I'm in the midst of RD Exit Week and a two-week seminary summer class. RD Exit Week is a week of debriefing the year, sharing what we've learned, talking strategically about how to apply what we've learned for next year, finishing up administrative tasks, and (a first for this year) sitting in on a biblical counseling class called Biblical Conflict Resolution. All of it has been very relational, profitable, and spiritual. The two-week-long night class is called The Pastor's Home, which has been challenging and needed, as well.
If I had the time and the energy and the ability, I could literally journal a hundred single-spaced pages with everything that's going on in my mind right now (I'm not talking about blogging, so don't worry; I'm talking about journaling). Whether that's healthy or not depends on how I handle it. I don't want to get journaling diarrhea, but I'm also not interested in being spiritually constipated. Sorry for the analogy, but it makes the point really well.
For now I'll have to stick with one humongous thought that I just had today. I want to develop it a lot, but talking about it here will help.
I was thinking about how when we have Judah, I really hope he gets excited when I come home from seminary or from RD ministry or from a trip. I remember a friend whose two-year-old son would flip out when he heard the garage door opening because he knew that daddy was home. I remember how my brothers and I would burst out the front door and race up to the top of our driveway when we saw Dad's red Ford Escort turn in the driveway and pause. He'd wait for us to get to the car, and he always let one of us sit on his lap and steer down our hundred-yard driveway. We loved it. We loved him. Just tonight, Cindi was telling me that my fifteen-month-old nephew Jackson was basically hyperventilating today when he saw his dad (Cindi's brother) in the airport after two weeks of being apart. That's love—unfeigned, unashamed, unbridled. It's more than love; it's pure delight.
I hope Judah loves me like that. I want him to be uncontainably excited when he sees me. I want him to not be able to control himself when he hasn't seen me for a week and I come around the corner at the airport. As all these thoughts ran through my mind today, I started thinking of all the other things I wanted Judah to do in relation to me.
I want him to enjoy spending time with me. I want him to get excited when he gets to go to the zoo with me. I want him to listen to my counsel and my correction and my encouragement and my guidance. I want him to trust me when I tell him that it's safe for him to jump in the pool because I'll hold him up. I want him to learn to stick out his hand and greet people when I introduce him instead of clinging to my leg and hiding from them. I want him to come to me when there are "monsters" in his room instead of pulling the covers over his head and being petrified. When I discipline him, I want him to know that it's because I love him. When I praise him, I want him to believe that it's not just rhetoric. When I listen to him, I want him to know that he matters to me.
And what I realized is that this is how my Father thinks.
I say this not because I can just take my own imaginative thoughts and juxtapose them onto the mind of God and say, "God must think this way, too," but because so many of the ways I want Judah to relate to me are ways that God my Father has said he wants me to relate to Him.
He wants me to enjoy spending time with Him, because it's not "spending time in the Word and in prayer," but a lively conversation in which I pour out my heart (prayer) and I hear His heartbeat and His instruction (the Bible).
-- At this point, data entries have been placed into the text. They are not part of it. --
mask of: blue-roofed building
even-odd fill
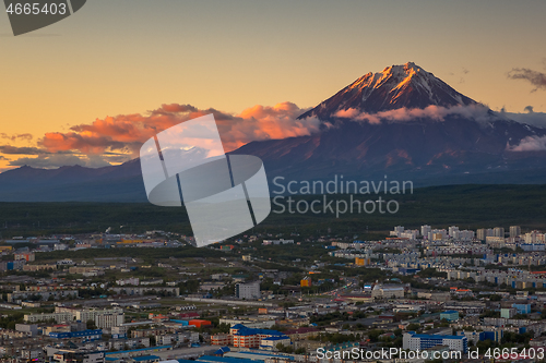
[[[232,350],[229,349],[229,347],[222,347],[221,349],[214,352],[214,355],[224,355],[225,353],[228,353],[230,351]]]
[[[293,355],[286,355],[286,354],[281,354],[281,353],[266,353],[266,352],[261,352],[261,351],[247,351],[247,350],[241,350],[238,352],[229,352],[226,353],[224,356],[232,356],[232,358],[244,358],[248,359],[254,362],[264,362],[265,360],[283,360],[283,361],[294,361],[295,358]]]
[[[275,350],[277,344],[290,346],[292,344],[290,337],[283,335],[278,337],[263,338],[260,341],[260,349]]]
[[[415,331],[405,332],[402,339],[403,349],[425,350],[436,346],[448,346],[450,350],[468,351],[468,339],[465,336],[439,336],[416,334]]]
[[[197,362],[202,363],[257,363],[256,361],[232,358],[232,356],[214,356],[214,355],[203,355]]]
[[[459,320],[459,312],[456,310],[448,310],[447,312],[442,312],[440,313],[440,319],[456,322]]]
[[[157,363],[161,361],[161,358],[157,355],[142,355],[133,356],[131,358],[131,361],[135,363]]]
[[[262,340],[266,338],[282,338],[278,342],[284,342],[288,338],[284,332],[277,330],[247,328],[242,324],[234,325],[229,329],[229,334],[233,338],[234,347],[242,348],[258,348],[261,346]]]

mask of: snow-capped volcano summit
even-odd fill
[[[337,111],[380,112],[427,106],[468,106],[477,102],[413,62],[367,73],[300,118],[330,119]]]

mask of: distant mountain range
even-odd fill
[[[498,114],[414,63],[368,73],[299,119],[310,136],[249,143],[268,177],[413,180],[415,185],[545,183],[546,152],[515,152],[546,130]],[[146,202],[140,161],[98,169],[21,167],[0,174],[4,202]]]

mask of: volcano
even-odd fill
[[[322,132],[252,142],[270,178],[411,178],[417,184],[544,182],[546,155],[515,152],[546,130],[509,120],[413,62],[368,73],[299,117]],[[532,176],[532,177],[531,177]]]

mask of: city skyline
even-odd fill
[[[38,150],[0,153],[0,170],[35,158],[39,149],[68,152],[45,140],[46,133],[142,116],[162,105],[249,119],[276,119],[281,109],[286,125],[363,74],[407,61],[492,110],[545,112],[546,53],[535,45],[546,5],[497,4],[93,1],[20,37],[2,22],[0,41],[10,56],[0,71],[7,85],[0,144]],[[300,135],[278,132],[285,129],[261,132]],[[73,154],[58,156],[54,167],[73,165],[73,157],[105,165],[93,150]],[[109,160],[121,159],[127,156]]]

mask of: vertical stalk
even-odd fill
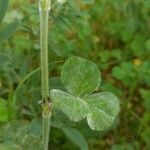
[[[50,0],[39,0],[40,17],[40,48],[42,71],[42,100],[43,100],[43,150],[48,150],[51,103],[49,101],[49,73],[48,73],[48,16]]]

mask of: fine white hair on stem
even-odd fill
[[[57,2],[60,4],[64,4],[66,2],[66,0],[57,0]]]
[[[51,0],[39,0],[39,10],[51,10]]]

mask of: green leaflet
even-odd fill
[[[78,122],[86,117],[86,103],[78,97],[61,90],[51,90],[54,107],[63,111],[72,121]]]
[[[66,136],[72,140],[81,150],[88,150],[88,143],[84,136],[74,128],[63,128]]]
[[[61,90],[51,90],[50,95],[54,107],[75,122],[86,117],[88,125],[93,130],[109,128],[119,112],[119,101],[109,92],[79,98]]]
[[[42,140],[29,132],[30,123],[25,120],[12,121],[0,128],[0,149],[41,150]]]
[[[95,91],[100,84],[100,71],[91,61],[72,57],[62,68],[62,82],[68,92],[83,96]]]
[[[8,3],[9,3],[9,0],[0,0],[0,23],[2,22],[2,20],[5,16],[5,13],[6,13],[6,10],[8,7]]]
[[[50,97],[55,108],[75,122],[87,118],[93,130],[102,131],[112,126],[119,113],[117,97],[109,92],[89,95],[100,83],[100,72],[95,64],[72,57],[64,64],[61,78],[70,93],[52,89]]]
[[[0,121],[7,122],[8,121],[8,109],[7,102],[4,99],[0,98]]]

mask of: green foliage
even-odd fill
[[[7,11],[9,0],[0,0],[0,23],[2,22]]]
[[[63,128],[63,131],[81,150],[88,150],[88,143],[78,130],[74,128]]]
[[[0,128],[0,148],[6,150],[41,150],[41,139],[29,132],[30,124],[27,121],[12,121]]]
[[[0,97],[10,106],[16,87],[39,66],[40,51],[37,3],[12,0],[5,16],[7,2],[0,0],[0,31],[14,19],[22,18],[19,32],[0,42]],[[115,93],[122,111],[120,121],[115,121],[117,129],[99,133],[90,130],[85,120],[71,122],[62,111],[53,109],[52,148],[77,149],[61,132],[62,128],[71,126],[86,137],[89,149],[149,150],[149,0],[69,0],[59,4],[58,9],[57,5],[58,2],[53,1],[49,14],[50,61],[63,62],[77,55],[95,62],[105,80],[102,80],[100,90]],[[59,77],[60,67],[61,63],[50,65],[50,76],[53,77],[49,84],[51,89],[65,91]],[[16,119],[18,116],[30,121],[39,118],[41,109],[37,103],[40,96],[40,71],[37,71],[23,82],[17,92]],[[8,116],[11,114],[9,109]],[[32,122],[30,130],[34,129],[33,134],[40,135],[40,121],[37,120],[38,123]],[[0,149],[4,146],[8,149],[8,145],[16,149],[17,146],[10,141],[1,145],[3,148]]]
[[[8,39],[16,31],[19,25],[20,21],[14,21],[3,28],[0,31],[0,41]]]
[[[7,102],[4,99],[0,99],[0,121],[1,122],[8,121]]]
[[[94,63],[77,57],[66,61],[61,77],[66,89],[77,97],[95,91],[101,80],[100,71]]]
[[[105,130],[116,119],[119,102],[116,96],[103,92],[89,95],[97,89],[101,77],[91,61],[79,57],[67,60],[62,68],[62,82],[71,94],[61,90],[51,90],[54,107],[63,111],[72,121],[87,118],[93,130]]]

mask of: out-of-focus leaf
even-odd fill
[[[29,129],[30,123],[25,120],[4,124],[0,127],[0,147],[6,150],[41,150],[42,140],[32,136]]]
[[[5,16],[5,13],[6,13],[6,10],[8,7],[8,3],[9,3],[9,0],[0,0],[0,23],[2,22],[2,20]]]
[[[30,133],[33,136],[40,137],[42,135],[42,119],[33,119],[30,126]]]
[[[10,57],[4,53],[0,53],[0,66],[10,61]]]

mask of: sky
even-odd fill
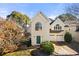
[[[12,11],[18,11],[32,18],[39,11],[54,19],[65,13],[67,3],[0,3],[0,17],[6,18]]]

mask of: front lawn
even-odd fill
[[[31,56],[30,52],[32,50],[33,49],[16,51],[16,52],[13,52],[13,53],[4,54],[3,56]]]

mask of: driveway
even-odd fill
[[[70,48],[67,45],[56,45],[53,44],[55,47],[55,55],[77,55],[78,52],[76,52],[75,50],[73,50],[72,48]]]

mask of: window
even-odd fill
[[[39,22],[36,23],[36,24],[35,24],[35,30],[37,30],[37,31],[38,31],[38,30],[42,30],[42,24],[39,23]]]
[[[56,26],[54,26],[54,30],[56,31],[62,30],[62,27],[59,24],[56,24]]]

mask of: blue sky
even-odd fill
[[[12,11],[19,11],[32,18],[37,12],[42,11],[47,17],[55,18],[56,16],[65,13],[64,3],[7,3],[0,4],[0,16],[6,17]]]

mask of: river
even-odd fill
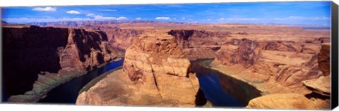
[[[199,80],[200,88],[213,107],[244,107],[249,101],[260,96],[260,91],[247,83],[227,76],[218,71],[201,66],[213,59],[191,61]]]
[[[120,67],[124,63],[124,58],[108,63],[107,65],[89,71],[85,74],[74,78],[47,93],[47,97],[41,99],[41,103],[75,104],[79,91],[92,79],[109,70]]]

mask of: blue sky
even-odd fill
[[[330,26],[330,1],[7,7],[11,23],[81,20],[153,20],[198,23]]]

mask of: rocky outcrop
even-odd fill
[[[76,104],[192,107],[206,103],[201,104],[198,78],[174,37],[149,34],[135,38],[124,60],[122,70],[81,93]]]
[[[175,37],[179,46],[183,48],[205,45],[222,44],[222,39],[230,37],[230,32],[210,32],[196,30],[174,30],[168,32]],[[218,39],[215,41],[213,39]]]
[[[8,22],[1,20],[1,25],[8,25]]]
[[[98,21],[60,21],[49,22],[31,22],[31,25],[38,26],[58,26],[58,27],[157,27],[162,26],[182,26],[189,25],[190,23],[176,22],[157,22],[157,21],[118,21],[118,20],[98,20]],[[99,26],[99,27],[98,27]]]
[[[8,25],[2,32],[3,88],[8,96],[31,90],[38,74],[81,74],[116,57],[99,30]]]
[[[324,74],[318,65],[320,48],[319,44],[233,39],[217,52],[215,62],[229,67],[240,65],[249,73],[261,72],[270,77],[266,81],[289,86]]]
[[[319,107],[304,95],[278,93],[256,98],[249,101],[246,108],[315,110]]]
[[[321,70],[326,75],[329,75],[330,72],[330,44],[322,44],[321,49],[318,55],[318,63]]]
[[[232,39],[211,65],[261,91],[248,108],[328,109],[328,46],[316,41]]]

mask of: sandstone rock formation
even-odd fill
[[[330,79],[323,77],[328,74],[329,46],[321,44],[323,41],[254,39],[230,38],[210,65],[261,91],[247,107],[329,108]]]
[[[124,53],[131,46],[133,38],[138,37],[143,31],[133,29],[101,29],[107,34],[108,41],[115,51]]]
[[[81,74],[116,57],[106,34],[99,30],[13,25],[2,32],[8,96],[31,90],[42,72]]]
[[[192,107],[202,102],[198,78],[173,37],[141,34],[124,59],[122,71],[81,93],[76,104]]]
[[[314,103],[298,93],[271,94],[251,100],[247,108],[315,110]]]

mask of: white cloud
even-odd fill
[[[92,19],[84,18],[4,18],[4,20],[6,20],[8,22],[11,22],[11,23],[92,20]]]
[[[157,17],[155,18],[156,20],[170,20],[169,17]]]
[[[42,7],[36,7],[32,9],[33,11],[56,11],[56,8],[53,8],[53,7],[45,7],[45,8],[42,8]]]
[[[126,18],[126,17],[119,17],[119,18],[105,17],[105,16],[102,16],[102,15],[95,15],[93,13],[87,14],[86,16],[93,17],[95,20],[120,20],[127,19],[127,18]]]
[[[326,17],[300,17],[289,16],[287,18],[275,18],[275,20],[329,20],[330,18]]]
[[[93,13],[87,14],[86,16],[93,17],[93,18],[94,18],[94,19],[97,19],[97,20],[109,20],[109,19],[116,20],[117,19],[114,17],[104,17],[104,16],[99,15],[95,15]]]
[[[69,14],[80,14],[80,12],[76,11],[67,11],[66,13],[69,13]]]

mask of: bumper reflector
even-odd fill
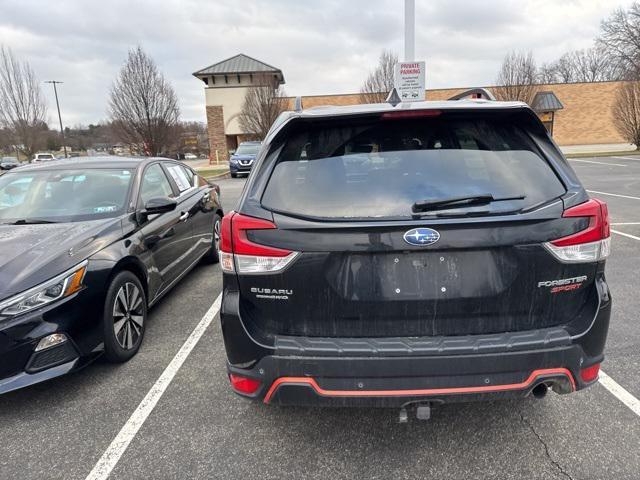
[[[593,382],[598,379],[598,373],[600,373],[600,364],[596,363],[590,367],[580,370],[580,378],[584,382]]]
[[[245,395],[252,395],[258,391],[262,382],[253,378],[241,377],[240,375],[229,374],[229,381],[231,382],[231,388],[238,393]]]
[[[67,336],[64,333],[52,333],[51,335],[47,335],[43,337],[36,345],[36,352],[41,350],[46,350],[47,348],[55,347],[56,345],[60,345],[67,341]]]

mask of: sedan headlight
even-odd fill
[[[0,318],[13,317],[48,305],[80,291],[87,271],[87,261],[51,280],[14,295],[0,303]]]

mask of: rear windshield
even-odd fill
[[[527,133],[506,118],[442,115],[293,128],[262,197],[265,208],[285,214],[406,218],[416,202],[524,197],[462,207],[499,214],[566,191]]]

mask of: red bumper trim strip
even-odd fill
[[[504,392],[508,390],[525,390],[540,377],[564,375],[571,383],[571,391],[576,390],[576,382],[573,375],[566,368],[543,368],[534,370],[531,375],[521,383],[509,383],[504,385],[482,385],[477,387],[452,387],[452,388],[427,388],[418,390],[326,390],[318,385],[312,377],[280,377],[276,379],[264,397],[264,403],[269,403],[276,390],[282,385],[309,385],[318,395],[323,397],[413,397],[453,395],[459,393],[488,393]]]

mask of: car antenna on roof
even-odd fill
[[[391,89],[389,95],[387,96],[386,102],[389,103],[392,107],[395,107],[400,102],[402,102],[402,100],[400,99],[400,95],[398,95],[398,90],[396,90],[396,87],[393,87]]]
[[[470,90],[465,90],[462,93],[454,95],[449,100],[466,100],[466,99],[484,99],[484,100],[493,100],[495,101],[496,97],[487,90],[486,88],[472,88]]]

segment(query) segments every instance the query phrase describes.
He wants me to get excited when I get to walk around in His creation and see the things He's made for His glory and my enjoyment. He wants me to listen to His counsel and His correction and His encouragement and His guidance. He wants me to trust Him when He tells me to jump into a scary situation or embrace a painful trial, because He wants me to believe that He'll hold me up even if I think I'm going to drown. He wants me to stick my neck out and interact intimately with His people instead of hiding behind "I'm scared" and "I've been hurt before" and "I'm too busy" and "I don't know how."
He wants me to run to Him when there are "monsters" in my life instead of trying to prove that I can handle them on my own and ending up as an anxious, over-burdened, irritable, scared wreck. When He disciplines me, He wants me to know that it's because He loves me. When He affirms me, He wants me to believe that He really means it. When He listens to me, He wants me to know that I really do matter to Him.
God, my Father, wants me to respect Him and follow Him and obey Him and love Him and enjoy Him and fear Him and respond to Him and love what He loves and hate what He hates. He wants me to look like Him when I grow up. He wants me to root for who He roots for and stand against what He stands against. He wants me to never be ashamed of Him or embarrassed that He's my Father.
Because I love Judah so much, I want so much for him and from him. I want our relationship to be sweet and deep and meaningful and biblical. But through this I realize that God wants all of this and more from me. He longs for it. He calls me to it. He invites me into it. This is genuinely and consistently awesome. This makes me so excited to be God's son.
It is good to think of being Judah's father. And it's really good to think of God being my Father. I hope I grow to love Him, just like I want Judah to love me. And I hope I look like Him when I grow up. Because as I hope to explain to Judah as the years go by, He really is great.